CMS offers enrollment guidance, including SHOP instructions for employers

Qualified individuals (QIs) who wish to purchase coverage in a qualified health program (QHP) must enroll either during the open enrollment period or qualify for a special enrollment period. The effective date for coverage depends on when the plan is selected: plans selected before December 15, 2015, will go into effect January 1, 2016, while plans selected later in the open enrollment period go into effect either February 1 or March 1, 2016. In light of the upcoming open enrollment period, CMS’ Center for Consumer Information & Insurance Oversight (CCIIO) has provided guidance for enrollment activities related to federally-facilitated marketplaces (FFMs) and federally-facilitated small business health option programs (FF-SHOPs) established under the Patient Protection and Affordable Care Act (ACA).

Enrollment transactions. All marketplaces must use HHS standards adopted under the ACA and the Health Insurance Portability and Accountability Act (HIPAA) for transmitting electronic information QHP issuers. CMS has provided guidance for using certain data elements. The agency acknowledges that in certain circumstances, information must be transferred in a non-electronic data interchange (EDI) format that does not conform with data content rules. In these events, CMS will work with issuers to determine appropriate alternatives for transmitting this data.

Information changes. Regulations require both taxpayers and enrollees to update changes to application information within 30 days of the change by phone or internet. Some changes may have an effect on the enrollee’s eligibility for coverage or assistance, which may result in the enrollee becoming liable for repaying some advanced premium tax credits (APTCs). The manual contains step-by-step instructions for reporting changes, as well as a list of reportable changes, that issuers should pass on to enrollees.

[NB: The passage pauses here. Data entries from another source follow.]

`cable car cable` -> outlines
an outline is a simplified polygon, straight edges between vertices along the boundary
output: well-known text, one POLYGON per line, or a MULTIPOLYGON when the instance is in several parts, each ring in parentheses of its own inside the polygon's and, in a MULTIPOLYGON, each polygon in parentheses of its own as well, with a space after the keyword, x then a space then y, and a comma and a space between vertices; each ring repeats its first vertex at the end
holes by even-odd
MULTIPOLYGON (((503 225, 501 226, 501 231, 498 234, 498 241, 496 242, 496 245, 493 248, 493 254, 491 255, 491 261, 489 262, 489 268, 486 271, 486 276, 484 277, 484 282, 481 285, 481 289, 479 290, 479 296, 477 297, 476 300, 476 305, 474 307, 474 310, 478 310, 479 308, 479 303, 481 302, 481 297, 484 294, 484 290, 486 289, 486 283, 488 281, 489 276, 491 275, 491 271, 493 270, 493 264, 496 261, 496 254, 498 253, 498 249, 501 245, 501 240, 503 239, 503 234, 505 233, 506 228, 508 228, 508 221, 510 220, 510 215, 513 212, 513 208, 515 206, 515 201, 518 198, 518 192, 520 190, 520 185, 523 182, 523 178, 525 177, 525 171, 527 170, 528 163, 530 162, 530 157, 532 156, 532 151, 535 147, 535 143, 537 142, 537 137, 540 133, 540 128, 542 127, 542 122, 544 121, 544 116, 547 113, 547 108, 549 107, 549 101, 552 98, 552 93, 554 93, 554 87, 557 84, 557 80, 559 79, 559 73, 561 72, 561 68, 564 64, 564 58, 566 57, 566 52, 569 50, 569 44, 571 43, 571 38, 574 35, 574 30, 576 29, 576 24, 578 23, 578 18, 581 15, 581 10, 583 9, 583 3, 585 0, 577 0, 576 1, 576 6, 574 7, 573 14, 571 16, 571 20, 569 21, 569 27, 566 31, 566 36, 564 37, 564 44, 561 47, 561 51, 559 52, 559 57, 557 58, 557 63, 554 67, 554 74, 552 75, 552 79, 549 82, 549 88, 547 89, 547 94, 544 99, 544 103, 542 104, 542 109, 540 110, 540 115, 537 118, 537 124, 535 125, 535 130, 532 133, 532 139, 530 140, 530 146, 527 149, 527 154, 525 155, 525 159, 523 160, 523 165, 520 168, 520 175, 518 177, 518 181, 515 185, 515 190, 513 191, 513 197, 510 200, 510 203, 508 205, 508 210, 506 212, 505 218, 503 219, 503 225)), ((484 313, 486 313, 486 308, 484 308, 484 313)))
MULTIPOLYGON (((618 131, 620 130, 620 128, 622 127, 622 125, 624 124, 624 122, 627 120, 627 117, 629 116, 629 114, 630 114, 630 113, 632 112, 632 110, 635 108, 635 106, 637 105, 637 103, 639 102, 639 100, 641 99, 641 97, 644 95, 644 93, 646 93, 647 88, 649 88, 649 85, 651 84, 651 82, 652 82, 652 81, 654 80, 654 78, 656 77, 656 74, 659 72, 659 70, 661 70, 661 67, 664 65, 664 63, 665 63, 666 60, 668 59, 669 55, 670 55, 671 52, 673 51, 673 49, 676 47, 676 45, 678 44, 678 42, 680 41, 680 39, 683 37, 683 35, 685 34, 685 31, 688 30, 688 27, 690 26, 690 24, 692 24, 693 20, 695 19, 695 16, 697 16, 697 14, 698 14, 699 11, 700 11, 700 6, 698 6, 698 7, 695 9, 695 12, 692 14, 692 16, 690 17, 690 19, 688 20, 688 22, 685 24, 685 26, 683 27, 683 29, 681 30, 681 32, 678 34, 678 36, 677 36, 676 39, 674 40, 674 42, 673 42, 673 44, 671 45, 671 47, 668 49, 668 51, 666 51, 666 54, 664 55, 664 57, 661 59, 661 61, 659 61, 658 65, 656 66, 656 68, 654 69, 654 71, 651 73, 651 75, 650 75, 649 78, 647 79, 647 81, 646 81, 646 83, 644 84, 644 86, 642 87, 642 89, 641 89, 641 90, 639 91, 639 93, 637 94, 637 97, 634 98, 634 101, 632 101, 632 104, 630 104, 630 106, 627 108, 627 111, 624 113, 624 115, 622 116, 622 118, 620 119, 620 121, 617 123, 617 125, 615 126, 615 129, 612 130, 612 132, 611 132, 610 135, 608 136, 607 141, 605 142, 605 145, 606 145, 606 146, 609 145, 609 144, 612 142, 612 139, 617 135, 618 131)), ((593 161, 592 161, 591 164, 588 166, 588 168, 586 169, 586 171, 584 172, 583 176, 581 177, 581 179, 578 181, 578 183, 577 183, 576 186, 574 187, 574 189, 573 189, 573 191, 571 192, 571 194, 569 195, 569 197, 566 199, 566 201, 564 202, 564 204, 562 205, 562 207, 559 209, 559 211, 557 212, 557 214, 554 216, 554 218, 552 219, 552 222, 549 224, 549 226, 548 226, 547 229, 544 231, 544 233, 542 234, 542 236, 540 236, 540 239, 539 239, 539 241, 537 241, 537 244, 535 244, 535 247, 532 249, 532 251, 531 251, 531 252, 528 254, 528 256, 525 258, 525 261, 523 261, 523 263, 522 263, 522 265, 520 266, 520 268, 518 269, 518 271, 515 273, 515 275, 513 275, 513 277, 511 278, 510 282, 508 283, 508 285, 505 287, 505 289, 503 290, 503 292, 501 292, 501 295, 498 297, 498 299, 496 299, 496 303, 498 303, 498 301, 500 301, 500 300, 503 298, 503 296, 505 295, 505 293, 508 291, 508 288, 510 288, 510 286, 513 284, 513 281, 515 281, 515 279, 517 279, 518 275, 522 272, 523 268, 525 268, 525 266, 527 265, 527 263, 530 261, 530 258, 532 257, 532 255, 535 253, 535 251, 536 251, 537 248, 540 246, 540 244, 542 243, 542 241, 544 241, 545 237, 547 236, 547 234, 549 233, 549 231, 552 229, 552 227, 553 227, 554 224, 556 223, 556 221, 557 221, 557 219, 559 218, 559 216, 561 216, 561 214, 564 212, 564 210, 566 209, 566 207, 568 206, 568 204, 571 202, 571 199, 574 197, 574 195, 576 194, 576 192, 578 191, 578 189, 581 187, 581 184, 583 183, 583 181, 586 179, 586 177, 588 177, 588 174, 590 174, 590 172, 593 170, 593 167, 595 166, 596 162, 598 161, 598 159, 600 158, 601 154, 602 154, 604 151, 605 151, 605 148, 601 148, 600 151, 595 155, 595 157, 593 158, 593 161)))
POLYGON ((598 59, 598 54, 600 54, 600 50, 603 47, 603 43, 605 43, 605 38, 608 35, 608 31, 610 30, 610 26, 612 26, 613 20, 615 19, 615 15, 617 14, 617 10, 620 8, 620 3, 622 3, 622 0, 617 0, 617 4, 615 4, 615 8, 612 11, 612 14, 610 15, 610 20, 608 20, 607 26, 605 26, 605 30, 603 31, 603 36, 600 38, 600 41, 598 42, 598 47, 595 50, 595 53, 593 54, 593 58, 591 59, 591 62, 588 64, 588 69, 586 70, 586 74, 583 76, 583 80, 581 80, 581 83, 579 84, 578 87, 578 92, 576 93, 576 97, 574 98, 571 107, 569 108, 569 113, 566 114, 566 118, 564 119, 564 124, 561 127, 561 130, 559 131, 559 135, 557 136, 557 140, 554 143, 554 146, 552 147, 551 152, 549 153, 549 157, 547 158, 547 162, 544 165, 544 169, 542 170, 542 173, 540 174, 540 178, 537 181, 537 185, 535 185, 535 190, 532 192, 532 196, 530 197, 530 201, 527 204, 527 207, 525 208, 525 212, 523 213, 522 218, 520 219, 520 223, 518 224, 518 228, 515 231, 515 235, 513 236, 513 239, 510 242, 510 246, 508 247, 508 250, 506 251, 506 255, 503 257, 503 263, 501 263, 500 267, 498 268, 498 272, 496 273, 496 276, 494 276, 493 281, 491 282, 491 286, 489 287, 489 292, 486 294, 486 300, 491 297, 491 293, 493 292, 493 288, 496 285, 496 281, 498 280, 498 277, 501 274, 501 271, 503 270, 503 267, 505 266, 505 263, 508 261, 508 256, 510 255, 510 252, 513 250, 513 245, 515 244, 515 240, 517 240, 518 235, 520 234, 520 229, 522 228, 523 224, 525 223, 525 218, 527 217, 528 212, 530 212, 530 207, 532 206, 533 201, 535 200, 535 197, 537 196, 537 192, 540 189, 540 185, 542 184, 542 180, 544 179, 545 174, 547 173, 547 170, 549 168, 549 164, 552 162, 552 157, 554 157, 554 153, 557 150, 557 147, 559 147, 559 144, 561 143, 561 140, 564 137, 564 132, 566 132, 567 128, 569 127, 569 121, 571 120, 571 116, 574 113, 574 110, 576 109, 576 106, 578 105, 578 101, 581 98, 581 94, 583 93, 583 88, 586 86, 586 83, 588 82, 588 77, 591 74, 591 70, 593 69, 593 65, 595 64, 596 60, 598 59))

FF-SHOP enrollment. Employers can complete FF-SHOP initial group enrollment throughout the year. Employers, employees, and former employees offered coverage who which to purchase FF-SHOP coverage must submit applications to CMS, which will then determine applicant eligibility. Qualified employers may offer all plans within a metal level in some states. Employers may also offer coverage to former employees, including retirees, and set one premium contribution percentage for qualified employees in the enrollment group. Employers may also offer Consolidated Omnibus Budget Reconciliation Act (COBRA) continuation coverage through an FF-SHOP.